Pyro enables flexible and expressive deep probabilistic modeling, for more details refer to the official site.

Our HVAE-based causal mechanisms (src/vae.py) are trained outside of Pyro using Pytorch, and all trained mechanisms are subsequently merged into a single Pytorch module to create a DSCM. See src/pgm/dscm.py for an example.

Requirements

To run the code you will need to install the requirements listed in the requirements.txt file. E.g. from inside your env of choice run:

pip install -r requirements.txt

Data

For ease of use, we provide the Morpho-MNIST dataset we used in datasets/morphomnist. For more details on the associated SCM and data-generating process see the source code here and the original DSCM paper here.

The Colour-MNIST dataset we used was generated according to this paper.

Unfortunately, we are unable to share the UK Biobank brain data or the MIMIC-CXR chest x-ray data.

If you're interested in gaining access, we recommend you check out the specific documents provided. These resources contain all the necessary details regarding the application process, as well as the eligibility criteria. Application and eligibility criteria for gaining access are detailed here and here respectively.

Run

To launch (local) training of the HVAE mechanism simply run the following script from inside the src directory:

bash run_local.sh your_experiment_name

To run in the background you can append nohup to the command: bash run_local.sh your_experiment_name nohup. Adjust the run_command inside the script as needed. Hyperparameters can be found in src/hps.py. If using Slurm Workload Manager, adjust src/run_slurm.sh as needed and launch as bash run_slurm.sh.

Example (loose) steps to add your own dataset and associated SCM:

  1. Add dataset class definition to src/datasets and setup the dataloader in src/train_setup.py
  2. Add associated causal graph and mechanism definitions in src/pgm/flow_pgm.py
  3. Adjust HVAE hyperparameters needed for your dataset (input resolution, architecture, etc) in src/hps.py
  4. Train the HVAE mechanism as above, and train all other mechanisms (separately) using src/pgm/train_pgm.py

Note: src/pgm/train_cf.py implements the optional counterfactual training/fine-tuning procedure outlined in Section 3.4 of the paper.
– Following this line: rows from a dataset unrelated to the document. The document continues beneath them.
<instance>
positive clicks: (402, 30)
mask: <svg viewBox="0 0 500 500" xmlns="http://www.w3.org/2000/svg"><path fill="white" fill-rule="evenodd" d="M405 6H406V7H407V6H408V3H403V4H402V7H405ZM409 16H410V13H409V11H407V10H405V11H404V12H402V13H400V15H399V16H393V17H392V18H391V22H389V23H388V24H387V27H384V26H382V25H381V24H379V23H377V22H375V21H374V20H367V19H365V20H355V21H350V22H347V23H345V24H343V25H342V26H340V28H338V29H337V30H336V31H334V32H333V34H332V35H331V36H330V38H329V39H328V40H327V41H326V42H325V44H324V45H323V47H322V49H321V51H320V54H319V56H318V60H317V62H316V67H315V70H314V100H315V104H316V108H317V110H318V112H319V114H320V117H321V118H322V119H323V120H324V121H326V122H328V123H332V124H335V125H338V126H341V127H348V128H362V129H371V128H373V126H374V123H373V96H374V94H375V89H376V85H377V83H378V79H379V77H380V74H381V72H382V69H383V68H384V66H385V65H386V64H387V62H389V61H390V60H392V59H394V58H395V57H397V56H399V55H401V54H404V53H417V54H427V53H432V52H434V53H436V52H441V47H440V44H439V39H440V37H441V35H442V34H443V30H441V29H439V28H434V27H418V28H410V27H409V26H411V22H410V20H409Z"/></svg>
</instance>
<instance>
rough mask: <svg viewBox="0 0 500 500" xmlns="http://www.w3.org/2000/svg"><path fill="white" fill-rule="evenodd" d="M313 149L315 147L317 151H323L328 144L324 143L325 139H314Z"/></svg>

This step may not be necessary if the model already performs well enough at counterfactual inference.

If you'd like to make the HVAE more lightweight you can try reducing the number of blocks at each resolution and reducing the block width (hyperparameters enc_arch, dec_arch, and width found in src/hps.py). The block version == "light" in src/vae.py also uses half as much VRAM.

To resume training from a checkpoint simply adjust the argument: --resume=/path/to/your/checkpoint.pt.